Of course, Dear Engelbert, but in daily laboratory practice, after dilution, the slight pH variation could be brought back to the original value, using a pH meter. You just have to pay a "biological attention" to the new ions you might introduce. What is important to him is knowing that the new solution will have less buffering power. Very correct what you say, but I prefer to leave the "activity" to the chemical-physicists or to analytical chemists, in biology, in the vast majority of cases, it is not necessary. Of course, if you have to manage a technique where small pH changes make the difference, you need to be careful and know how to behave. Jain's need is just to create an environment where to put something biological with a pH "around" 5.6. If he asked that question, we should not confuse him but give only simple elements to think about. If he doesn't want problems he can use the calculator for buffers at
where he will find the slight correction to do. The rest comes much later, if I remember correctly, in the third year of the five-year chemistry degree at university. Do not you agree?

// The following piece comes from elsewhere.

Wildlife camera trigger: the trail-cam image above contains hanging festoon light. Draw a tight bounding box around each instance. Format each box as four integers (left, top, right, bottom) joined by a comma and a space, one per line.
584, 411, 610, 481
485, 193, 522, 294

Giovanni Colonna : In many cases, the changes in pH after dilution of a buffer are indeed ignored. However, this was not the question of the OP, who asked simply if the pH would change. And the answer to that question is: Yes, it would; but only slightly.
Is that change of practical relevance? That depends on the specific application. I once published results on an inhibitor ([Co(NH3)4PO4], an exchange-stable analogue of the Mg·PO4 complex), and got contacted by a colleague that he obtained completely different results as he repeated the experiments. We traced the reason to a small difference in pH (his 7.2 instead of my 7.5). It turned out that the inhibitor is a weak base with a pKa around 7. Apparently, the base and the corresponding acid had completely different effects on the enzyme (Na/K-ATPase). Only the paranoid survive!